Some analysts are confident the replenishment of the Treasury General Account can be orchestrated without government intervention. They point to the 2021 introduction of the standing repo facility, an emergency liquidity program designed to provide funding when reserves are in short supply, as a key addition to the Fed's stability toolkit. The Fed created the facility in response to the 2019 flareup and the Treasury securities market disruption that took place at the onset of the COVID-19 pandemic.

Others say the elevated use of the ON RRP, which has remained above $2 trillion daily since last spring, indicates that the reserves are ample. 

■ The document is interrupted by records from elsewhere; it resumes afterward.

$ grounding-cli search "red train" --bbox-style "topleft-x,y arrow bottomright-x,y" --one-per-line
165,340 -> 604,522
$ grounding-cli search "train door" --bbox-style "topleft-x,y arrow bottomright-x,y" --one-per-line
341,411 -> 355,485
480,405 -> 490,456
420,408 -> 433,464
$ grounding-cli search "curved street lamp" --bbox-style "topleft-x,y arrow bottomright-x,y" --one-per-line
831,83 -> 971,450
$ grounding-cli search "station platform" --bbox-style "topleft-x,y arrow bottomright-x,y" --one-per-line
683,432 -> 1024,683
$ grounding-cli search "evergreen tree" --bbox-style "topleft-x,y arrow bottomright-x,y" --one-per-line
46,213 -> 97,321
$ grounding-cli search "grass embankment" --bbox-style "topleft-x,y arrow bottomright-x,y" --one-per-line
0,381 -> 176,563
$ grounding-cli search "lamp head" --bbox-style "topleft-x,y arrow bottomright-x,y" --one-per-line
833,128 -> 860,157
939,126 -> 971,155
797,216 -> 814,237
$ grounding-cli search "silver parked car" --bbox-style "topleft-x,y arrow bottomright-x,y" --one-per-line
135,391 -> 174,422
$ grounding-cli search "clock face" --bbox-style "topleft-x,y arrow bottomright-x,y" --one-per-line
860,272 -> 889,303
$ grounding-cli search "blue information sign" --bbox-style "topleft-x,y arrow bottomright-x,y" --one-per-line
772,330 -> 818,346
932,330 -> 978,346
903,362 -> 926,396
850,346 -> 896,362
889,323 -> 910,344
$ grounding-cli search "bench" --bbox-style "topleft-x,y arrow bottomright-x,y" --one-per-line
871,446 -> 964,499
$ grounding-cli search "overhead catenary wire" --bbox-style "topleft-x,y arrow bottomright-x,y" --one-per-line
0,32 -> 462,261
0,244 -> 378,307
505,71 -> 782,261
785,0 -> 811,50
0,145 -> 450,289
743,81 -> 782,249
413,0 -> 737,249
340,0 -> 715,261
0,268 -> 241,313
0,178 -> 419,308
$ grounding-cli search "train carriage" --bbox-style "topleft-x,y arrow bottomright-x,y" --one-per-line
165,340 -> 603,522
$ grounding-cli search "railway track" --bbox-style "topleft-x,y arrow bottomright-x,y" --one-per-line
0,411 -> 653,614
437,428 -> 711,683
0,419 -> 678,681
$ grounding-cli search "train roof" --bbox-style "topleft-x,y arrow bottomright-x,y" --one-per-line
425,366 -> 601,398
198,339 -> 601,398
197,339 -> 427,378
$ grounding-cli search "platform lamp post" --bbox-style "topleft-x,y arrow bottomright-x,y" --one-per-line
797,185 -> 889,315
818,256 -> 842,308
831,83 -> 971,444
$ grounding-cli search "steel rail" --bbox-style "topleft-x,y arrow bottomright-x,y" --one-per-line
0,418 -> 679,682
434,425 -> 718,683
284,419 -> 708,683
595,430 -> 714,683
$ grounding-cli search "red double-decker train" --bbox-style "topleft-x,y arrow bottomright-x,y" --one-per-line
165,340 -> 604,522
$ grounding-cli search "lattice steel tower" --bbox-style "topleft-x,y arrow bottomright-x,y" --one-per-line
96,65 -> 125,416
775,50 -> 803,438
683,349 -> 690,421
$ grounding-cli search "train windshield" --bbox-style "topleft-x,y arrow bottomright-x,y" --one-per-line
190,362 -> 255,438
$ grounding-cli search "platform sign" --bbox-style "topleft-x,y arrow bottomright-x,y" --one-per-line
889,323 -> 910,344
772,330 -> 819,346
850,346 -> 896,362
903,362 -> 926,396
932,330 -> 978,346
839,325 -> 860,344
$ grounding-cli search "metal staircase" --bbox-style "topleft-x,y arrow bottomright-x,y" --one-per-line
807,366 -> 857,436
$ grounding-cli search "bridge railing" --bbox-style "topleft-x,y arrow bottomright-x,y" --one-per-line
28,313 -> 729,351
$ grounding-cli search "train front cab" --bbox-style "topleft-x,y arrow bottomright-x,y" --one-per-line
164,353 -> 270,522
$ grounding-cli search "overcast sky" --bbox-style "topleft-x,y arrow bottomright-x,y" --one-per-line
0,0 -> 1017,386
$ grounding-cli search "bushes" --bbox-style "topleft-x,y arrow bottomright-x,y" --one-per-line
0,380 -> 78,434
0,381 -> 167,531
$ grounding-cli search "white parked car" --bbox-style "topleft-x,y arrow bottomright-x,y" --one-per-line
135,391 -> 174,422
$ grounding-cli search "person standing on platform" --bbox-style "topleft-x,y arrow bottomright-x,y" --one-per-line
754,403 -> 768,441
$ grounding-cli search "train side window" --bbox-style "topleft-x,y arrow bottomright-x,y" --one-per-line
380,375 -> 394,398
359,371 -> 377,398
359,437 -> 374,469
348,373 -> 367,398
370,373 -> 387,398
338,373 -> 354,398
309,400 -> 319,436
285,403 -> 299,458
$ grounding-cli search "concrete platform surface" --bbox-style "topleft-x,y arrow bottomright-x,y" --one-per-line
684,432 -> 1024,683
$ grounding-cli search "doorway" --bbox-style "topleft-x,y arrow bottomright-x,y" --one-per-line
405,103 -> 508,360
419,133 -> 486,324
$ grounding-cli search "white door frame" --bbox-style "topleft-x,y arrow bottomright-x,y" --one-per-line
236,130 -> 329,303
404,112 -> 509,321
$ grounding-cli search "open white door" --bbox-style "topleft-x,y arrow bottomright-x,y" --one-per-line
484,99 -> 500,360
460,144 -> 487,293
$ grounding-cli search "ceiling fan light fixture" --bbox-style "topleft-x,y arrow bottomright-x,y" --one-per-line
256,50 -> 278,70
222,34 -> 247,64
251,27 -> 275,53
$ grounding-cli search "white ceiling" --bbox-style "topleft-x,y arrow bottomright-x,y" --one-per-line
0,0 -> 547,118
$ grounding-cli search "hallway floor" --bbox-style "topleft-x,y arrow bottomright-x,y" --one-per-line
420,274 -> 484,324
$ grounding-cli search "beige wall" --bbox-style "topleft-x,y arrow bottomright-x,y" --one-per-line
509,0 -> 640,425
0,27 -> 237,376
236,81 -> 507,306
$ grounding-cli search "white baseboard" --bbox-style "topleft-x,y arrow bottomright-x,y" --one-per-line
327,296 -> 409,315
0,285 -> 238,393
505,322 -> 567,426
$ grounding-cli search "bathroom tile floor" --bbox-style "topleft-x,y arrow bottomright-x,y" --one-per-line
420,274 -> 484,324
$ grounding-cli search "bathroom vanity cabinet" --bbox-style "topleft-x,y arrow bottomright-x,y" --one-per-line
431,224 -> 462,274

Fed Gov. Christopher Waller has often pointed to the $2 trillion figure as a buffer for the reserve supply. If banks were truly in need of funding, he has said, they would increase the rate of interest they pay on deposits to draw customers away from money market funds.

But the supply of reserves is not distributed evenly throughout the banking system. Tang noted that a small amount of fed funds rate trading is already happening well above the Fed's target range, indicating that some banks feel the need to pay up for funding.

Michael Redmond, an economist with Medley Advisors who previously worked at Federal Reserve Bank of Kansas City and the Treasury, said he anticipates the resurgence of the Treasury General Account to exacerbating problems for banks that are already feeling the stress of having to pay out higher interest rates, but he does not expect it to be broadly destabilizing.

"There's definitely a profitability challenge," Redmond said. "But there's not really a quantity challenge in terms of the reserves that are out there in the system."